Greta Thunberg en una de sus protestas contra el cambio climático. Foto: Anders Hellberg

Sánchez Ron aborda las consecuencias de una economía desbocada en el Cambio Climático. Comenta la lucha de la adolescente sueca Greta Thunberg y advierte del impacto del "delirio del crecimiento", tal y como explica David Pilling en un libro que acaba de publicar la editorial Taurus.
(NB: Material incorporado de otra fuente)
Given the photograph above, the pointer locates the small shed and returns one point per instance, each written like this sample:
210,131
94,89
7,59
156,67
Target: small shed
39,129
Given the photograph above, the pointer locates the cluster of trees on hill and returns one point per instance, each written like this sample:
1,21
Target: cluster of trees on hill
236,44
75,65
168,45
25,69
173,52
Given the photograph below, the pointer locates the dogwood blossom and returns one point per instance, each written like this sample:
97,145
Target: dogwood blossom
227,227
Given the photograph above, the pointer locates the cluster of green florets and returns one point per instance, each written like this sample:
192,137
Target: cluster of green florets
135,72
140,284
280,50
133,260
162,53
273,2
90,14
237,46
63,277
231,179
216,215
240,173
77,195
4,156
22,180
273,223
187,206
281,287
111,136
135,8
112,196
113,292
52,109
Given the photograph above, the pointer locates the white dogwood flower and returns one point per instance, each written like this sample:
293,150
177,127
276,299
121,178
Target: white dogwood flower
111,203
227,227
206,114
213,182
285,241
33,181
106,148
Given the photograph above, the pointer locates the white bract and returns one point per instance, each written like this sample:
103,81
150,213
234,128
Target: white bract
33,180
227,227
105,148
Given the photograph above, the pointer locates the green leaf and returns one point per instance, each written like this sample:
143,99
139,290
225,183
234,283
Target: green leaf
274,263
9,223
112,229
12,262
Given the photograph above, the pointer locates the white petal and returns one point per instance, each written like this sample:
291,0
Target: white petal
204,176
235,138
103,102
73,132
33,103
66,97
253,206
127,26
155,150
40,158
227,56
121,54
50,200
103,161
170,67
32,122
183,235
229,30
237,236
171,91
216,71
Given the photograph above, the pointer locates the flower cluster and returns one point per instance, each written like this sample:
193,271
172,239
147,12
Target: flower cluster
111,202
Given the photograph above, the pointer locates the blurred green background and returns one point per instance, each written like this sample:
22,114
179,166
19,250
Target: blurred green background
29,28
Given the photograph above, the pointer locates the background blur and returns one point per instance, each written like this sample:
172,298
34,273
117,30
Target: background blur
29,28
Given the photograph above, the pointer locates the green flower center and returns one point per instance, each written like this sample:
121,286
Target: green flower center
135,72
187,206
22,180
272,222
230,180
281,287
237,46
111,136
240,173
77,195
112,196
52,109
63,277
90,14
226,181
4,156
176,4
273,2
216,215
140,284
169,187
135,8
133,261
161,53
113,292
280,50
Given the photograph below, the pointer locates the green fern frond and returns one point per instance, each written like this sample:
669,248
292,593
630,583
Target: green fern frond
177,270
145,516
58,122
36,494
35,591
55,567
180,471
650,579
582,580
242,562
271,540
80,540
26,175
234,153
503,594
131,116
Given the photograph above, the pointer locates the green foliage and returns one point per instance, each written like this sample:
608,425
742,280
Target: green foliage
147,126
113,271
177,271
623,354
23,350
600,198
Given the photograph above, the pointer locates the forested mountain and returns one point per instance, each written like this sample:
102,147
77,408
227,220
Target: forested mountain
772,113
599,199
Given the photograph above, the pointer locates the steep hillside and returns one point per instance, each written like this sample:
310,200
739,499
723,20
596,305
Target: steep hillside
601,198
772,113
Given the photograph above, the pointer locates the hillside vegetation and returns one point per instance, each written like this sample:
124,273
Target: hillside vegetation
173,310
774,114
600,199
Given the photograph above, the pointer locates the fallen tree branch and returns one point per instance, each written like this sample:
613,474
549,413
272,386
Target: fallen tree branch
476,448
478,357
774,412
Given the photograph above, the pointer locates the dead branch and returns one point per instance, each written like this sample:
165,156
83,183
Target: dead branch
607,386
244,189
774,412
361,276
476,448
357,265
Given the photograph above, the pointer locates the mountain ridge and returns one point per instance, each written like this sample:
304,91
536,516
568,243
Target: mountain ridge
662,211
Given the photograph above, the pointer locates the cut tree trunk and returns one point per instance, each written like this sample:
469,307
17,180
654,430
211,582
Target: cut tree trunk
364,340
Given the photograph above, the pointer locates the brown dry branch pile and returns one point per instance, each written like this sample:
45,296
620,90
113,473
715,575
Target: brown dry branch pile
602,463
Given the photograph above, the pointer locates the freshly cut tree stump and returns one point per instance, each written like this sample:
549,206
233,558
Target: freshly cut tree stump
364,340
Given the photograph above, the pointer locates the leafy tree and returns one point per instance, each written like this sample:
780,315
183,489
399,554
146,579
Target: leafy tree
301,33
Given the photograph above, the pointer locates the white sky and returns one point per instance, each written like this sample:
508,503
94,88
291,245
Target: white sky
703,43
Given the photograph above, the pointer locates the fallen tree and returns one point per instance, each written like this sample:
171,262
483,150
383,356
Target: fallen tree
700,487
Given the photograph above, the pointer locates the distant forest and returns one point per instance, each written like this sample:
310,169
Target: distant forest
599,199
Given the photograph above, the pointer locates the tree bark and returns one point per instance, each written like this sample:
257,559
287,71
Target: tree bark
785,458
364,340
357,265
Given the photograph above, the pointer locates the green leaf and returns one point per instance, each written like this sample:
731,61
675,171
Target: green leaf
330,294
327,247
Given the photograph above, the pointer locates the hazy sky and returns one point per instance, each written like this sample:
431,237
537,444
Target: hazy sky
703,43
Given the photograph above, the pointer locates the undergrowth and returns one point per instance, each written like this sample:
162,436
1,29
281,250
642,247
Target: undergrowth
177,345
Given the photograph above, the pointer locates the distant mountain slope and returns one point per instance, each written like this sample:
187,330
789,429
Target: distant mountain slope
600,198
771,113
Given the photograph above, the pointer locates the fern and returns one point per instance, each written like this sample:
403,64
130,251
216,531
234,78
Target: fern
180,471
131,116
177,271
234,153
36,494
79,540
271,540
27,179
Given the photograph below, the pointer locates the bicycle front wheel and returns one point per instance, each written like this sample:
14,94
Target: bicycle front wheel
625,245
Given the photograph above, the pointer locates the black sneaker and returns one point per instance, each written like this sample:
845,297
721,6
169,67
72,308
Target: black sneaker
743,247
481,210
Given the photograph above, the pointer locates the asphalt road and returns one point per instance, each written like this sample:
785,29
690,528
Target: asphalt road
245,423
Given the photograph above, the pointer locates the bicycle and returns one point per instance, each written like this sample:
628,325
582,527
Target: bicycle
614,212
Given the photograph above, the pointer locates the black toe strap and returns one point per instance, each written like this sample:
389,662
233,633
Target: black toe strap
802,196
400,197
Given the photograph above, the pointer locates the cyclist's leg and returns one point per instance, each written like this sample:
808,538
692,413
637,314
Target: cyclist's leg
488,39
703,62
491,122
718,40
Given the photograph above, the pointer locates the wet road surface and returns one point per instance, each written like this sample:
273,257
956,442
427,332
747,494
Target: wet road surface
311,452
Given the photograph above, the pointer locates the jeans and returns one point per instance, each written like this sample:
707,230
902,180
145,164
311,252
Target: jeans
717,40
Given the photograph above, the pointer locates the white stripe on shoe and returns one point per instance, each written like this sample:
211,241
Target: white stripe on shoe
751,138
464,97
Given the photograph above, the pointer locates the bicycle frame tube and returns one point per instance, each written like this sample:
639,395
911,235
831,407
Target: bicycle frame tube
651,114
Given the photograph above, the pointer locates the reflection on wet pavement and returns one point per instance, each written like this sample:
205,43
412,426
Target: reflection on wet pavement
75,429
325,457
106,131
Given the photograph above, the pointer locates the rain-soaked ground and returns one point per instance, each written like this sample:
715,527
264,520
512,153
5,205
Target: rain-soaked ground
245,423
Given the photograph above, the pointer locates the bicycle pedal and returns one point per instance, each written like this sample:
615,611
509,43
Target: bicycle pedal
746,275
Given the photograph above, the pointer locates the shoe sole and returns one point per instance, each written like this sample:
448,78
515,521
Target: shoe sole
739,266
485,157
El aumento de temperatura que está experimentando la Tierra es uno de los grandes temas de nuestro tiempo, posiblemente el más importante aunque todavía queden quienes lo nieguen, alguno de ellos en puestos muy destacados. Según el informe preparado en 2018 por el Panel Intergubernamental de las Naciones Unidas sobre el Cambio Climático, la temperatura media de nuestro planeta ha aumentado un grado centígrado desde la época preindustrial, y este efecto, producido por actividades humanas, ha provocado consecuencias catastróficas en el clima terrestre: olas de calor, sequías, lluvias y nevadas más intensas; en resumen, condiciones climáticas más extremas. Si las emisiones de gases de efecto invernadero continúan al nivel actual, el aumento de la temperatura media global será, de acuerdo al anterior informe, de 1,5° C en algún momento entre 2030 y 2052, y más allá de ese punto, los efectos serán más severos para la especie humana.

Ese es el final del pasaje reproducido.